Mrs Holguin was shot near her knee at the parade, and quickly helped to the hospital by ‘anonymous heroes’. There, the doctors determined that the best way to care for her was to leave the bullet in, perform a couple damage control surgeries and patch her wound with a device called a WoundVac.
This high-tech device is attached to a gentle vacuum which removes pressure to help a big wound heal faster, according to Johns Hopkins. The device costs roughly $800 per month.
For several weeks, Ms Holguin saw doctors nearly daily to monitor her progress.
Between those visits, the WoundVac and the initial surgeries, the bills quickly piled up for Mrs Holguin.
The native Mexican who became a US citizen in 2018 had a hard time comprehending the complex bills and forms dropped off at her mailbox, but was able to receive help through her local consulate.
Once she was able to secure payments for her medical bills through the Jackson County victim fund, her distress in dealing with the event dampened.
The Chiefs parade took place at Union Station in downtown Kansas City Missouri in February 2024.
She said now, she and her bullet, ‘became friends so that she doesn’t do any bad to me anymore.’
Still, she cannot travel to see her father back in Mexico, and has trouble moving her foot. But she’s moving forward in her new reality, with her new friend, the bullet, permanently inside her.
‘I have processed this new chapter in my life,’ Holguin said. ‘I have never given up and I will move on with God’s help.’
Despite how common it is for doctors to leave bullets in bodies, some providers question its validity.
Leaving a bullet in a body sometimes leads to further physical and psychological complications, Dr LJ Punch, a trauma surgeon based in St. Louis, told KCUR.
In terms of the physical, if a bullet contains lead, the chemical can leech into the blood stream over time, according to the CDC. Chronic lead exposure can lead to nerve damage, brain damage and death.

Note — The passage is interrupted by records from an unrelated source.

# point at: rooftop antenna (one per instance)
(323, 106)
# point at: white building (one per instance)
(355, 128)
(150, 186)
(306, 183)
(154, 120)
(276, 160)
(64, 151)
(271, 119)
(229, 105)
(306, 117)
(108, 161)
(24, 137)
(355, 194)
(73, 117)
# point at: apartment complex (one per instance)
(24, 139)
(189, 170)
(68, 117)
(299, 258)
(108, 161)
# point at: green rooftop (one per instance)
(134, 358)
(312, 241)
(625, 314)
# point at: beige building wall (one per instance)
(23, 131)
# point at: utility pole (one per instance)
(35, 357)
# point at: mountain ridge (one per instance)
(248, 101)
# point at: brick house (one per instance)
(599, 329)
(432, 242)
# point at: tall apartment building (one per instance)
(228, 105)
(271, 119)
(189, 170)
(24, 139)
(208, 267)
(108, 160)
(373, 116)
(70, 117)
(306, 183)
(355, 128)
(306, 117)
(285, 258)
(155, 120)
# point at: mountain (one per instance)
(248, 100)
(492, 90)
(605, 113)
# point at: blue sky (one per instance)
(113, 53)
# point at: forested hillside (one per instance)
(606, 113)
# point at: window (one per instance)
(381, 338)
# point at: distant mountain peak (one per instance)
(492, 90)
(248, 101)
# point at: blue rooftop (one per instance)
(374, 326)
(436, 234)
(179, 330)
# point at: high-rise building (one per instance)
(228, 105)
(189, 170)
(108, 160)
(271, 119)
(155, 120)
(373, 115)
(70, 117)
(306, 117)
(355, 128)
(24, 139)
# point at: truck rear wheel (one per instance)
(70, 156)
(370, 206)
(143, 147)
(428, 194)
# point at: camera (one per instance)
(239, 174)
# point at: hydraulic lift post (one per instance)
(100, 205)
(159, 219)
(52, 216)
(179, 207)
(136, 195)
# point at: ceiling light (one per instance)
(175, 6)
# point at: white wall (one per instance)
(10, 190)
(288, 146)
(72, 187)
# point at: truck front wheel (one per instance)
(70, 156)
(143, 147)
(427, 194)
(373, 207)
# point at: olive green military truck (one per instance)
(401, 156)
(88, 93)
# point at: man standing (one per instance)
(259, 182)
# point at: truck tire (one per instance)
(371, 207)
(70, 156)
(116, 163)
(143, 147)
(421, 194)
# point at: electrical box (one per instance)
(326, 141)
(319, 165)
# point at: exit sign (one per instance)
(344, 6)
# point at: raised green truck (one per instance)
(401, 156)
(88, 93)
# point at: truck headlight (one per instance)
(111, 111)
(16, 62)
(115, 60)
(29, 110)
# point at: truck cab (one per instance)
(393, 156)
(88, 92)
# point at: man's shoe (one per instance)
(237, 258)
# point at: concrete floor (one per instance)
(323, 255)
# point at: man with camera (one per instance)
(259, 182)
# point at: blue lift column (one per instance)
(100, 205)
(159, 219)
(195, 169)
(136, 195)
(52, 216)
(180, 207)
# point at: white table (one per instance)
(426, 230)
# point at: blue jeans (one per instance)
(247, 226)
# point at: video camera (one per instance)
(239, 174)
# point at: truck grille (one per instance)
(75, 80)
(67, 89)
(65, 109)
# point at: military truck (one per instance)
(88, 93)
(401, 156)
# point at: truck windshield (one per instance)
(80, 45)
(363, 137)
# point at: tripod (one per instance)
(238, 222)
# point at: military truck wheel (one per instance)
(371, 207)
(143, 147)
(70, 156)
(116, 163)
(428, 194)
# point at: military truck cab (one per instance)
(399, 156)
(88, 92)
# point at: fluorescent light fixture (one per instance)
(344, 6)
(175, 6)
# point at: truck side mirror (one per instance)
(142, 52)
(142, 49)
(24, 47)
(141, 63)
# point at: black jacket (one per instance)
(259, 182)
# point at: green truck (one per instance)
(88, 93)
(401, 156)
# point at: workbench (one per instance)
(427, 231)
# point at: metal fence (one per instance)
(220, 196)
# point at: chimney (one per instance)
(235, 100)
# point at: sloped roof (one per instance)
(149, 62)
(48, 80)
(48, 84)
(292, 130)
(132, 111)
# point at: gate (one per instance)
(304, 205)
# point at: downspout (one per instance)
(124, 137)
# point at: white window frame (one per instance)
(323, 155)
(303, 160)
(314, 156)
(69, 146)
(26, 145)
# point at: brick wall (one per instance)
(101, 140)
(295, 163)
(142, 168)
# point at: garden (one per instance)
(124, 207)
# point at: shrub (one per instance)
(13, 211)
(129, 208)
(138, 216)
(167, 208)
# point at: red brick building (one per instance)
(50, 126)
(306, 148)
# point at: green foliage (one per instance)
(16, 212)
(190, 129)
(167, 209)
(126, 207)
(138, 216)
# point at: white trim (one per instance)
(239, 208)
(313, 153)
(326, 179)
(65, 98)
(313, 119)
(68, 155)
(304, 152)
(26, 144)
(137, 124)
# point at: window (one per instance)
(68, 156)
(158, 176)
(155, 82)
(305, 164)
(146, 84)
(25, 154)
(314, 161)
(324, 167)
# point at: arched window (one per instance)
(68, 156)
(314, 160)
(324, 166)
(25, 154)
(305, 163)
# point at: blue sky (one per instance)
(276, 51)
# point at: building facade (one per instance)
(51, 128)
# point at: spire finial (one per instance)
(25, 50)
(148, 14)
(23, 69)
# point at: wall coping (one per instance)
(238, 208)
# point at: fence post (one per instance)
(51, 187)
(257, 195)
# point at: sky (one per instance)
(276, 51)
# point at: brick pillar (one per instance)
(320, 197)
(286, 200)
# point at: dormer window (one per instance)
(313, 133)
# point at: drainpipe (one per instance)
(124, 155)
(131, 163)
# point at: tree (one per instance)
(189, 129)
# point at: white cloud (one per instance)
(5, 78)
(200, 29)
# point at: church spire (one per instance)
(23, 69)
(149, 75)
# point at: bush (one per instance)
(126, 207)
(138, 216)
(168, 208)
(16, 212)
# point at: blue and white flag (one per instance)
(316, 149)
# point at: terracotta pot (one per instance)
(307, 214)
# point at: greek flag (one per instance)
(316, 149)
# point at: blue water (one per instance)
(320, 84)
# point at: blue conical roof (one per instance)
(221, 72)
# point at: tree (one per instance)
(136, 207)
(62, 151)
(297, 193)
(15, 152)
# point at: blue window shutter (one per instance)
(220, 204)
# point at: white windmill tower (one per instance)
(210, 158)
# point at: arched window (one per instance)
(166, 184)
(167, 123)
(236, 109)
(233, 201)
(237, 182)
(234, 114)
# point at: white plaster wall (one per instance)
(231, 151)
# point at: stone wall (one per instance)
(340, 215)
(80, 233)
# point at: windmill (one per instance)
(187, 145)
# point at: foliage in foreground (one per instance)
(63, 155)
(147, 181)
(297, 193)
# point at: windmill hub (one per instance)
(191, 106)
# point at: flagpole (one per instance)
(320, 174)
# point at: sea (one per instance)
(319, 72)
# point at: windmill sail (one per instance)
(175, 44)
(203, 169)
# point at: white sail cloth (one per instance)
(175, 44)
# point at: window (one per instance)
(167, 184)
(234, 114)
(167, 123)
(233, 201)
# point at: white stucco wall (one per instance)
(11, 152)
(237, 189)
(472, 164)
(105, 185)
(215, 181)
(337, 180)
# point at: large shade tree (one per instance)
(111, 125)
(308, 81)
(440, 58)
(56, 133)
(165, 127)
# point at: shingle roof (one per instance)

Then there are the cases where the bullet gets infected. Other times, it can poke out of the skin, like a splinter – which is painful and unsightly for many patients.
Also, sometimes the scar tissue that forms around a bullet inside someone’s body can press on nerves, ligaments or muscles – inhibiting movement or making it painful.
The psychological toll of keeping a bullet in someone’s body is another concern that doctors might need to consider, Dr Brendan Campbell, a pediatric surgeon, told KCUR
‘Many times it’s the emotional, psychological injuries, which many of these patients take away as well,’ he said.
Leaving a bullet in someone’s body can be a physical reminder of what they went through.
And ‘when people stay in their trauma, that trauma can change them for a lifetime,’ Dr Punch added.
33 percent of survivors of gun violence report living in fear of the event happening again, according to EveryTown research. 43 percent of survivors reported needing psychological support after living through gun violence.
Yet many survivors of gun violence are put back out into the world without resources, with mounting bills and a fresh bullet still in their body, like the Chief’s fans.
‘Trauma care is war medicine,’ Punch said. ‘It is set to be ready at any moment and any time, every day, to save a life. It is not equipped to take care of the healing that needs to come after.’